2. A rooted life continues faithfully
James says he “continueth therein.” Consistency is the difference between shallow roots and deep ones. The blessed life doesn’t come from a burst of motivation—it comes from steady faithfulness.
3. A rooted life understands the freedom of obedience
James calls Scripture “the perfect law of liberty.”
That sounds like a contradiction until you understand it: God’s Word doesn’t enslave—it frees.
Not freedom from obedience…freedom through obedience.
The world says freedom is doing whatever you want. God says freedom is becoming what you were made to be—and being delivered from what once ruled you.

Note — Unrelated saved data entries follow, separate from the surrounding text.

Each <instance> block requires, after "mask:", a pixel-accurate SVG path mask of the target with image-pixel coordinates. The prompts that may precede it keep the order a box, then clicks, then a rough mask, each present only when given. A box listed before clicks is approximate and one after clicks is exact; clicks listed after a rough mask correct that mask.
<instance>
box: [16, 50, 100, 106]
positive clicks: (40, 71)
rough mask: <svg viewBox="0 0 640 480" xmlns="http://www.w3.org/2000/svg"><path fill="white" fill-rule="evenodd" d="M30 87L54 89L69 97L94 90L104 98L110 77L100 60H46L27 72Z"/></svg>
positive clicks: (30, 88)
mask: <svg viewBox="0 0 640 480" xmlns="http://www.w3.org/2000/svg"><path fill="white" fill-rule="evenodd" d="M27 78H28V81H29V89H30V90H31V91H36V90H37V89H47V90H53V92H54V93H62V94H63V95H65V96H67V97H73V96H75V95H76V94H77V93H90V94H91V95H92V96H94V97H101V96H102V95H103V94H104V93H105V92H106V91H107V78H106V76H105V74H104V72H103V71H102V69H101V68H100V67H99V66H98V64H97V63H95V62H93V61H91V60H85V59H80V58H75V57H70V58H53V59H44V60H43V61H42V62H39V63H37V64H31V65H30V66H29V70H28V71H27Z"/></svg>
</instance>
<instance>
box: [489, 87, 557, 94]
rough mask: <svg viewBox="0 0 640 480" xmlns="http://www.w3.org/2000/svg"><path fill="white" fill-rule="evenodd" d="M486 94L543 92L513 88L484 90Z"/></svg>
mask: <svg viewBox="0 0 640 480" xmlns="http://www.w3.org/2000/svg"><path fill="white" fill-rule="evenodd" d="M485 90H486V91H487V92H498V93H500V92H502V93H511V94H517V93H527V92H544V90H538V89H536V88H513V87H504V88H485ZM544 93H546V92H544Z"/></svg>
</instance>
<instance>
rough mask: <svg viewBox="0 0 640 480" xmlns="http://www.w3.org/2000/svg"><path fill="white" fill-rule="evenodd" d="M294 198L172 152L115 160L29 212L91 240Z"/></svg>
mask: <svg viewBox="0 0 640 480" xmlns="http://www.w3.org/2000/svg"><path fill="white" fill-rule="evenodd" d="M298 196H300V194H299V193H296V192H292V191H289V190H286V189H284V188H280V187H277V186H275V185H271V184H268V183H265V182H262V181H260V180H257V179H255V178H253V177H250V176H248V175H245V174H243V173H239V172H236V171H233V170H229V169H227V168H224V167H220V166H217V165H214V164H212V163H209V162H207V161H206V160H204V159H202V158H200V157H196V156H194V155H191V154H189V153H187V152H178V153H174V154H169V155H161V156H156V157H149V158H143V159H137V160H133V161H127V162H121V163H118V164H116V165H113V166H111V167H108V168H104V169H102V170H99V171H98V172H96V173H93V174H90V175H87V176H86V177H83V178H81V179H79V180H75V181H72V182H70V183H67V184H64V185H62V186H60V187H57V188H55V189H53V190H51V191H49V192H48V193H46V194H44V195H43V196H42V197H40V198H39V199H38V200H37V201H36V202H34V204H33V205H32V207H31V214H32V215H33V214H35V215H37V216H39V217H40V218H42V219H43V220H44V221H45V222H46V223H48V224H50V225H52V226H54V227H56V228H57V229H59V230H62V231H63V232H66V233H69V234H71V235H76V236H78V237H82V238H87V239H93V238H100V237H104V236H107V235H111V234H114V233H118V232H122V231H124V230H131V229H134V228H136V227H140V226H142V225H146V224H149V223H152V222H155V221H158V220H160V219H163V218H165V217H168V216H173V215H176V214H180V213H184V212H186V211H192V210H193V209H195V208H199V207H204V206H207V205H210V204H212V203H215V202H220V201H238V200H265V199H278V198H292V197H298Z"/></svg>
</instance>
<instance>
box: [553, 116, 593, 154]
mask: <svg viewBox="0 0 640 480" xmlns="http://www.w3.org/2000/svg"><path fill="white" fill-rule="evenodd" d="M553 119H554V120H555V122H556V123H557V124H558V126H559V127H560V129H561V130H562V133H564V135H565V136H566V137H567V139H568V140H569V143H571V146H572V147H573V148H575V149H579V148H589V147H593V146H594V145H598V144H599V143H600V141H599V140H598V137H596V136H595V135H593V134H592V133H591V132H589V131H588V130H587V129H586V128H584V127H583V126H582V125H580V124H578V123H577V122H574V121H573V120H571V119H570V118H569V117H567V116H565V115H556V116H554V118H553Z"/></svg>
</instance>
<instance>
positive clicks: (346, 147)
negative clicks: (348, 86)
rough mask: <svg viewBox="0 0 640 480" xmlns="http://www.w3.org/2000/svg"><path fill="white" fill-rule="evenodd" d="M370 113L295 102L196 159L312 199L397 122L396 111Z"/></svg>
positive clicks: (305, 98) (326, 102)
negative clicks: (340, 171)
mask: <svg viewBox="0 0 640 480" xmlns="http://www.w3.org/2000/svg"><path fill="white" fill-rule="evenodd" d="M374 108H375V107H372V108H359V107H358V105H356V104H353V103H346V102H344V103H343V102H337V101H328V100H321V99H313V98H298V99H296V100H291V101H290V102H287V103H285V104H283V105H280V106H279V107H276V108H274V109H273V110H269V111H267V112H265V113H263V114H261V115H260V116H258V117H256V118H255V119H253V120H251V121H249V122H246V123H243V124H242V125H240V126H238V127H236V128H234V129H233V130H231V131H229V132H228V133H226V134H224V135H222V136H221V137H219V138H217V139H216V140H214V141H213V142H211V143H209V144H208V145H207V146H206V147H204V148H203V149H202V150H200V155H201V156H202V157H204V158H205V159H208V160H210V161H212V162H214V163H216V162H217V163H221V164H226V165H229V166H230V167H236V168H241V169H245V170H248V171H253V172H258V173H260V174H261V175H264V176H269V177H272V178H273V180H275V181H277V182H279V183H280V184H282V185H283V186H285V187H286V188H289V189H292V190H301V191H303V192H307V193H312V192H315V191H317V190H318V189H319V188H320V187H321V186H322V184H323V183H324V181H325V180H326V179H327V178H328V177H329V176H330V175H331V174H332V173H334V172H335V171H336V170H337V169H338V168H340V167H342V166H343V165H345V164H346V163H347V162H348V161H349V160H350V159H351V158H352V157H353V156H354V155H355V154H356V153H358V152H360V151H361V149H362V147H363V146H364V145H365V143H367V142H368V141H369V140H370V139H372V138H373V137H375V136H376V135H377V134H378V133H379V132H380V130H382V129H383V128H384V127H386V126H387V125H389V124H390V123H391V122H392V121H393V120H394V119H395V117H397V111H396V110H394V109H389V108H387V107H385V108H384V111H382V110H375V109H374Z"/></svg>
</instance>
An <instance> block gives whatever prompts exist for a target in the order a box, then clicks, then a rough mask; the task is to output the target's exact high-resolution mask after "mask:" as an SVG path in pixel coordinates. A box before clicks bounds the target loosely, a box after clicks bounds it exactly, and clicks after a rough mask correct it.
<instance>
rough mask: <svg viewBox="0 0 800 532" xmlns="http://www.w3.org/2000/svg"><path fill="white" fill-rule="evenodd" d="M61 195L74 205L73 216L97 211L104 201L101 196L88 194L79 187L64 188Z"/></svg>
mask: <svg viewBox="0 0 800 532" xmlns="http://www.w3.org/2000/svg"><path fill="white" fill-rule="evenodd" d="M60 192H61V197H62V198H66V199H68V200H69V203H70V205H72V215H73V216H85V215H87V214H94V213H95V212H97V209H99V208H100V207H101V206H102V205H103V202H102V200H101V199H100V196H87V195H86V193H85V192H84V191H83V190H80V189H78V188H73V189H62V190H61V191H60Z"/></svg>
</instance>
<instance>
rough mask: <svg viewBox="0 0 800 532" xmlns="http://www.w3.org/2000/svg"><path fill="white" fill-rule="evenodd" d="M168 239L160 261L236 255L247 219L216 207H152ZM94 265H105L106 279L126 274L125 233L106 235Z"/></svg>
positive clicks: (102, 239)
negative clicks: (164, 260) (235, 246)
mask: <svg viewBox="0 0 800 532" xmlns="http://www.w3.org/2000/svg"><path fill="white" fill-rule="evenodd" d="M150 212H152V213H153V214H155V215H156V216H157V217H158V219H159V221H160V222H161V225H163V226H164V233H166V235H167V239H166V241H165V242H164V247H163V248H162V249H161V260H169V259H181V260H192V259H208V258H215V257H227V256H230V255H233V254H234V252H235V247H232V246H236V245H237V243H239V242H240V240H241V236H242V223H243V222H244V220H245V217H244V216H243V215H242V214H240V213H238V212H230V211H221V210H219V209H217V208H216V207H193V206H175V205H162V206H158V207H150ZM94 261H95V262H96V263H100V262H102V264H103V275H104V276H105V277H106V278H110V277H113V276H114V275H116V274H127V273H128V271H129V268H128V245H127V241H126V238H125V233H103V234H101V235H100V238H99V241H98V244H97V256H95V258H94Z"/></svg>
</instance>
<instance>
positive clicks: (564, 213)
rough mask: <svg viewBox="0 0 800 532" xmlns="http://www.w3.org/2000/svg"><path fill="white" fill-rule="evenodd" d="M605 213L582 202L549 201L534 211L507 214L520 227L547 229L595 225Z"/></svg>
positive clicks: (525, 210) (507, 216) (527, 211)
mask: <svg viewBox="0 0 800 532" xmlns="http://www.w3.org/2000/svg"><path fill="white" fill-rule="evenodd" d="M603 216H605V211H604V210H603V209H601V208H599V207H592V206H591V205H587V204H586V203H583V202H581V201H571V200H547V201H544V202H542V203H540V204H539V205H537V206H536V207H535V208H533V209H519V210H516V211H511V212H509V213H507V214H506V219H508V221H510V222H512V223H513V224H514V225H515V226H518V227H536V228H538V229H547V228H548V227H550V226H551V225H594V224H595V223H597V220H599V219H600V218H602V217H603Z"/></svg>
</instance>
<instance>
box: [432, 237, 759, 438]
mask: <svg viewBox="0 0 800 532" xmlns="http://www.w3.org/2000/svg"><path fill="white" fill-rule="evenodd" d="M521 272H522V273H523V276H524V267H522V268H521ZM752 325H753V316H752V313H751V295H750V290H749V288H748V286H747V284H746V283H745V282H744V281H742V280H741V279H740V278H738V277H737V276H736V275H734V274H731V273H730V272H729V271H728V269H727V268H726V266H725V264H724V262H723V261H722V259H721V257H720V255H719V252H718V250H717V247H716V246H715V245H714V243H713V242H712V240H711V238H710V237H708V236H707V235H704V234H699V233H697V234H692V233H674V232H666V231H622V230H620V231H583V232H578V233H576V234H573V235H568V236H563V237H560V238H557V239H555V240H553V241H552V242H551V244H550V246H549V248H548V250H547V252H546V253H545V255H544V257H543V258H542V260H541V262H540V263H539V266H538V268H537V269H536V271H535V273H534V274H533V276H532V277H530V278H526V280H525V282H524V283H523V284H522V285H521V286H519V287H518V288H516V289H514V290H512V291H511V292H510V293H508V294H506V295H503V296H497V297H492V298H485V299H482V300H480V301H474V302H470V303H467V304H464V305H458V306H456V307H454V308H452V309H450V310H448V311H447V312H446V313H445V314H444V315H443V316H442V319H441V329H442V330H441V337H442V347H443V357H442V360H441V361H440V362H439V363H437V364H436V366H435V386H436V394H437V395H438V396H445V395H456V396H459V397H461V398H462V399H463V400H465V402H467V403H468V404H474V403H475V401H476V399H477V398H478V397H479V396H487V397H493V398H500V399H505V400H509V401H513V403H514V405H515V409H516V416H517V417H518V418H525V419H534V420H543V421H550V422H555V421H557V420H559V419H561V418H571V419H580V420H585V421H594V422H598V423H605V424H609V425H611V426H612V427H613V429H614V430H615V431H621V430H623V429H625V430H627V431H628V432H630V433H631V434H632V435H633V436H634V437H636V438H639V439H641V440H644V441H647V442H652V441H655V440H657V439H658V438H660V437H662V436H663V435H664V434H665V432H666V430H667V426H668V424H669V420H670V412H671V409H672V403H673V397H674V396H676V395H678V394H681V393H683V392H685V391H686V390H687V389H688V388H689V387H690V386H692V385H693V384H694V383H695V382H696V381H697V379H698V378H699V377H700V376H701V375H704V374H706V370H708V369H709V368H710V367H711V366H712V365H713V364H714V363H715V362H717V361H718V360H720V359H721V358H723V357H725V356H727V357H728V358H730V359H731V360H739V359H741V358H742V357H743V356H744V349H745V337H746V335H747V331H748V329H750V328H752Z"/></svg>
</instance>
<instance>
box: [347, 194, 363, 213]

4. A rooted life is marked by blessing, not just knowledge
James doesn’t say you’ll be blessed in your hearing.He says you’ll be blessed in your deed.
God blesses obedience.
Joshua 1:8 says the same thing: meditate on the Word day and night—so you can do it—and then you’ll find God’s kind of success.
So Why Isn’t the Bible Changing More Lives?
Not because God changed.Not because the Bible lost power.Not because truth doesn’t work.
James gives us the real reasons:
it’s being studied without being lived
it’s being heard without being continued in
it’s being opened without being obeyed
So the question isn’t, “Do you own a Bible?”Or “Do you ever hear preaching?”Or “Do you agree with Scripture?”
The question is:
Are you rooted in the Word?Are you hearing it humbly?Doing it obediently?Continuing in it faithfully?
Because if we want the Bible to change our lives, we have to stop treating it like a mirror we glance at and walk away from.
We have to become people whose roots go down deep—into Christ, through His Word.
And when that happens, the Bible really does change lives.